Between 11 p.m. and midnight on February 1, 1986 Mr. Willie Ford was in his home “watching t.v. and listening] to the altercations going on in the street” when he heard and observed through a window petitioner and a woman embroiled in a loud argument on the street directly in front of his house (Tr. 13-17).1 The street was lighted by a street light near the front of Mr. Ford’s house (Tr. 17, 39). A second man was also present outside and was standing near petitioner and the woman (Tr. 15).
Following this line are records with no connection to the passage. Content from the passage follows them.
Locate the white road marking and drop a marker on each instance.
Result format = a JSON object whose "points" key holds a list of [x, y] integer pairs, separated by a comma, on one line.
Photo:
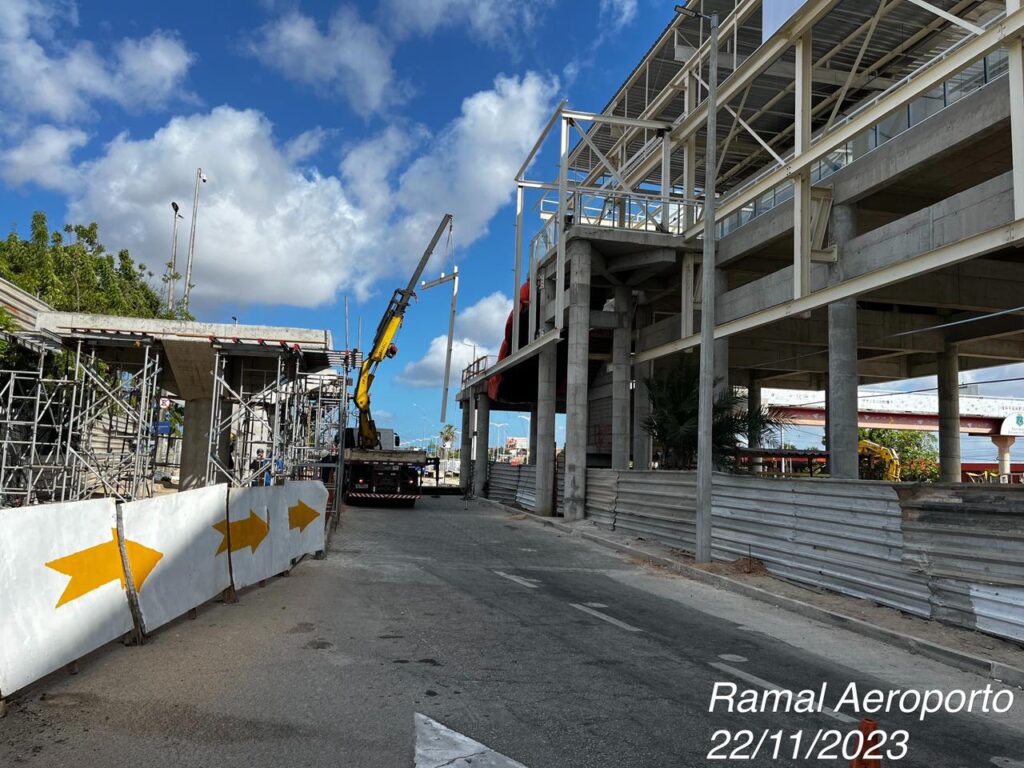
{"points": [[528, 583], [606, 617], [438, 745], [753, 679]]}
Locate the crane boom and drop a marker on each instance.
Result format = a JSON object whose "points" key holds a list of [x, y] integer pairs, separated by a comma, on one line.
{"points": [[383, 345]]}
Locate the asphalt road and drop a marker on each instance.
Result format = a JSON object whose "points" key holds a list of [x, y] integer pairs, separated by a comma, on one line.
{"points": [[545, 648]]}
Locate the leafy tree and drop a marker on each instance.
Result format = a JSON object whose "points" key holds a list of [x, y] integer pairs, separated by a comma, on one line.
{"points": [[918, 452], [673, 420], [73, 271]]}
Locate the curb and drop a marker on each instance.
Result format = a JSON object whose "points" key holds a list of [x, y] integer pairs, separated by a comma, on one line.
{"points": [[968, 662]]}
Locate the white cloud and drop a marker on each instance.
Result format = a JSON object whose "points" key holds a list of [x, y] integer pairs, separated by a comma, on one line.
{"points": [[269, 231], [44, 158], [471, 167], [617, 13], [351, 58], [479, 330], [492, 19], [39, 76], [266, 232], [1008, 381]]}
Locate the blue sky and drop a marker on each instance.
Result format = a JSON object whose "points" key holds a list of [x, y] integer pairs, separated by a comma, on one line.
{"points": [[334, 136]]}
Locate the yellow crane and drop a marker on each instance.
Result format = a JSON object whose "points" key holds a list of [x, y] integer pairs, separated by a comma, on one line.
{"points": [[890, 460], [384, 347]]}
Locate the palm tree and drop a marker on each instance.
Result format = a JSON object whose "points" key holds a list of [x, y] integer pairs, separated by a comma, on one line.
{"points": [[448, 438], [673, 420]]}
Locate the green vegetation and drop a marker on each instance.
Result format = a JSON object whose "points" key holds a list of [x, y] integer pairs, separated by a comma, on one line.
{"points": [[73, 271], [918, 452], [673, 420]]}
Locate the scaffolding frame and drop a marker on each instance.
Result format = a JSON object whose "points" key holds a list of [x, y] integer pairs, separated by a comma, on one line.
{"points": [[89, 432]]}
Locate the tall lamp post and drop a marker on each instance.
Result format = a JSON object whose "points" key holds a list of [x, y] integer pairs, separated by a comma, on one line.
{"points": [[200, 178], [707, 382], [174, 257]]}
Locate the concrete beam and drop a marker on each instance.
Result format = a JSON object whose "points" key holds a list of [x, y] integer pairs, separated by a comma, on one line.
{"points": [[65, 323]]}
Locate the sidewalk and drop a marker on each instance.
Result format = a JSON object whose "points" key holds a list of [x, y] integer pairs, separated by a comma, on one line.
{"points": [[973, 651]]}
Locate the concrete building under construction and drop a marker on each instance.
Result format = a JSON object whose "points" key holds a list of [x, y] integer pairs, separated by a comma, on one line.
{"points": [[868, 180]]}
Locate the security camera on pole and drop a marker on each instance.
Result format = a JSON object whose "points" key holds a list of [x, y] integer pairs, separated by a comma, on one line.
{"points": [[171, 278], [200, 177]]}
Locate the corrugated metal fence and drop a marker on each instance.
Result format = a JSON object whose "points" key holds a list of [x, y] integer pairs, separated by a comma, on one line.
{"points": [[954, 553], [516, 484]]}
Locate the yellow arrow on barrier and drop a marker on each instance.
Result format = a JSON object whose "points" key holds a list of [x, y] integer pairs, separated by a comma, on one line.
{"points": [[92, 567], [248, 532], [301, 515]]}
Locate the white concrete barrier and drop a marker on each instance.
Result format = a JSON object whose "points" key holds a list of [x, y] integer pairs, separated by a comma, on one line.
{"points": [[256, 534], [62, 586], [305, 508], [186, 528]]}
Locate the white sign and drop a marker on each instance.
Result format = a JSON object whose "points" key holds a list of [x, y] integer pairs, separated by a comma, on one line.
{"points": [[181, 526], [1013, 425], [774, 13], [62, 593]]}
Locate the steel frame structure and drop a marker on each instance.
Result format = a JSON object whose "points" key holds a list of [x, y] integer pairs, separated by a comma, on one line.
{"points": [[814, 131], [84, 434], [249, 411]]}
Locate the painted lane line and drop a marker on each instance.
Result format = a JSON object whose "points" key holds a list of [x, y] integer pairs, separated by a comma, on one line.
{"points": [[518, 580], [760, 682], [732, 657], [606, 617]]}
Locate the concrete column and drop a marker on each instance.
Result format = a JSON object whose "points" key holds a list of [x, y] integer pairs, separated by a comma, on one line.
{"points": [[195, 443], [841, 400], [621, 378], [641, 399], [721, 346], [842, 397], [1004, 442], [466, 445], [547, 363], [949, 457], [482, 440], [578, 380], [532, 435], [547, 373], [753, 406]]}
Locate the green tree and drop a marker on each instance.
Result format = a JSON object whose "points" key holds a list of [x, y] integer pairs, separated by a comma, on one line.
{"points": [[918, 452], [73, 271], [673, 420]]}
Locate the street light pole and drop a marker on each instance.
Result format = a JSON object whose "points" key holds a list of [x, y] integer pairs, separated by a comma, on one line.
{"points": [[200, 177], [174, 258], [706, 421]]}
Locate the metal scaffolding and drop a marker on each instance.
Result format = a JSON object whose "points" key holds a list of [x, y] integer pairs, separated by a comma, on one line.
{"points": [[85, 433], [293, 417]]}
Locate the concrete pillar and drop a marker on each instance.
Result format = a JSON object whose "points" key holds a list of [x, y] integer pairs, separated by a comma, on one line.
{"points": [[843, 435], [195, 443], [578, 380], [466, 445], [842, 389], [753, 406], [1004, 442], [547, 373], [532, 435], [641, 399], [949, 457], [622, 375], [482, 440], [547, 363], [721, 346]]}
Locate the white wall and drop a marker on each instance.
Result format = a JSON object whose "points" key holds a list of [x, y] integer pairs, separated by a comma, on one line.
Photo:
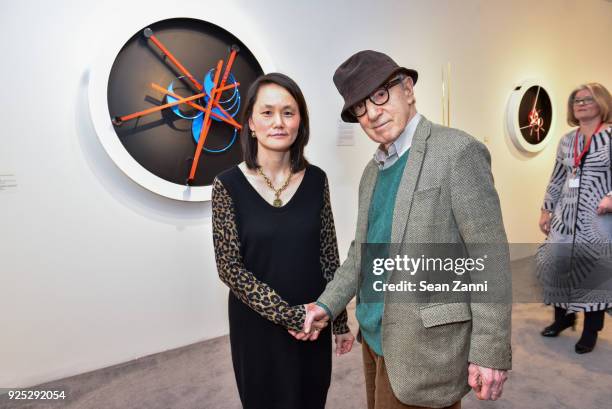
{"points": [[95, 270]]}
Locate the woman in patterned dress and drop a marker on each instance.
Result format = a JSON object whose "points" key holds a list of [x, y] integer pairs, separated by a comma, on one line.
{"points": [[275, 247], [576, 216]]}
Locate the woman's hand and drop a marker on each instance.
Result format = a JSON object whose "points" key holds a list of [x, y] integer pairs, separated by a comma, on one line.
{"points": [[545, 221], [344, 343], [605, 206], [317, 326]]}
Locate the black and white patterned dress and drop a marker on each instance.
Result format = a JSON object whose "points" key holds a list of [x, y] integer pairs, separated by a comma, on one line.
{"points": [[575, 262]]}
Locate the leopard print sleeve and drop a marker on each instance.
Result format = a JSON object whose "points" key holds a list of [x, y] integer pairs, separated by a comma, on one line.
{"points": [[256, 294], [330, 259]]}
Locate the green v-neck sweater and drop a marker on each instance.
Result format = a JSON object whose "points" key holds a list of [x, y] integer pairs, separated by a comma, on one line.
{"points": [[380, 220]]}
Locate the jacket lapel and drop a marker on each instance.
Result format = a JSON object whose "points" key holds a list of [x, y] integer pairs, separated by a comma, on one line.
{"points": [[403, 200], [367, 189]]}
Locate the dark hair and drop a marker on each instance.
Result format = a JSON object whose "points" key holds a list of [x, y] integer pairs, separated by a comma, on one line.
{"points": [[249, 144]]}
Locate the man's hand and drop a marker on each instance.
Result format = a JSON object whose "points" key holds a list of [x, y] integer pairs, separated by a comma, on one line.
{"points": [[317, 325], [314, 314], [344, 343], [487, 383], [605, 206]]}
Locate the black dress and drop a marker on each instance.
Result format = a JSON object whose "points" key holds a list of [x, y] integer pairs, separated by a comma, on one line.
{"points": [[275, 260]]}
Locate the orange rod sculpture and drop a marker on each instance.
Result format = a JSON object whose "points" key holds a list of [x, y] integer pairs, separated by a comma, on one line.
{"points": [[229, 120], [216, 96], [148, 33], [118, 120], [204, 131]]}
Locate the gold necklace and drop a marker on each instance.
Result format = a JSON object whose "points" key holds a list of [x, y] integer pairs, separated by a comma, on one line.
{"points": [[277, 202]]}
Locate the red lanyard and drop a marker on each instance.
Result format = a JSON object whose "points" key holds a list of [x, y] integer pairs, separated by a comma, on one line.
{"points": [[578, 158]]}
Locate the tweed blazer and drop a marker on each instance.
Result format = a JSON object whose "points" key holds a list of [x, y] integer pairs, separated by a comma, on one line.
{"points": [[446, 195]]}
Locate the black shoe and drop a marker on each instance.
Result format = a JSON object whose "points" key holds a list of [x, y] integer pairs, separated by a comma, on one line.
{"points": [[587, 342], [556, 327]]}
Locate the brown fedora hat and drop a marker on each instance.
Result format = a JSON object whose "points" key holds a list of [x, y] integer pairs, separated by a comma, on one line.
{"points": [[361, 74]]}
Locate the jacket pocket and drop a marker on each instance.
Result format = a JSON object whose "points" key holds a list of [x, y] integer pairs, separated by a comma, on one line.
{"points": [[440, 314]]}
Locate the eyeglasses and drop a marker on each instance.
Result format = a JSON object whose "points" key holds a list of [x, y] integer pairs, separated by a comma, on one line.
{"points": [[379, 97], [583, 101]]}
Petitioner was approximately twenty to thirty feet from Mr. Ford (Tr. 17-18). Mr. Ford saw petitioner pull out a pistol from his coat pocket and, during the course of the argument, “swing it back and forth” for a period of ten or fifteen minutes (Tr. 18-21). According to Mr. Ford, petitioner did not point the gun directly at the woman (Tr. 21). He then saw petitioner place the pistol on the ground near the left rear tire of a car parked immediately next to where he was standing (Tr. 27, 28, 55), and three to five seconds thereafter saw a police patrol car arrive on the scene (Tr. 29-30), at which time Mr. Ford telephoned 911 to inform the officers in the patrol car that petitioner had hidden the guri under the car (Tr. 30-31). Shortly thereafter, a second patrol car arrived and the officers from that patrol car immediately looked under the parked car, where they found the gun (Tr. 31-33, 54-55). The gun was loaded (Tr. 56). After speaking with the additional man who had witnessed the argument, the police officers in the second car, Officers Henry and Connolly, placed petitioner under arrest (Tr. 78).

Ground One

Petitioner’s first claim is that his right to the effective assistance of counsel, guaranteed by the Sixth Amendment, was violated.

The Supreme Court set forth the standards for evaluating a claim of ineffective assistance of counsel in Strickland v. Washington, 466 U.S. 668, 104 S.Ct. 2052, 80 L.Ed.2d 674 (1984), and has reaffirmed them in Hill v. Lockhart, 474 U.S. 52, 56, 106 S.Ct. 366, 369, 88 L.Ed.2d 203 (1985), Kimmelman v. Morrison, 477 U.S. 365, 374-75, 106 S.Ct. 2574, 2582-83, 91 L.Ed.2d 305 (1986) and Darden v. Wainwright, 477 U.S. 168, 184, 106 S.Ct. 2464, 2473, 91 L.Ed.2d 144 (1986). See also United States v. Perez, 904 F.2d 142, 151 n. 3 (2d Cir.), cert. denied, — U.S. -, 111 S.Ct. 270, 112 L.Ed.2d 226 (1990); Tsirizotakis v. LeFevre, 736 F.2d 57, 62-63 (2d Cir.), cert. denied, 469 U.S. 869, 105 S.Ct. 216, 83 L.Ed.2d 146 (1984); Matos v. Miles, 737 F.Supp. 220, 221 (S.D.N.Y.1990); Arce v. Smith, 710 F.Supp. 920, 924-25 (S.D.N.Y.), aff'd, 889 F.2d 1271 (2d Cir.1989), cert. denied sub nom. Arce v. Berbary, 495 U.S. [527]*527937, 110 S.Ct. 2185, 109 L.Ed.2d 513 (1990). Because the purpose of the Sixth Amendment’s requirement of effective assistance of counsel is to ensure a fair trial, “[t]he essence of an ineffective assistance claim is that counsel’s unprofessional errors so upset the adversarial balance between defense and prosecution that the trial was rendered unfair and the verdict rendered suspect.” Kimmelman v. Morrison, 477 U.S. at 374, 106 S.Ct. at 2582. See also Strickland v. Washington, 466 U.S. at 686, 104 S.Ct. at 2063; United States v. Ditommaso, 817 F.2d 201, 215 (2d Cir.1987). See United States v. Matos, 905 F.2d 30, 32 (2d Cir.1990); Arocena v. United States, 721 F.Supp. 528, 534 (S.D.N.Y.1989), aff'd, 902 F.2d 1556 (2d Cir.), cert. denied, 496 U.S. 938, 110 S.Ct. 3219, 110 L.Ed.2d 666 (1990).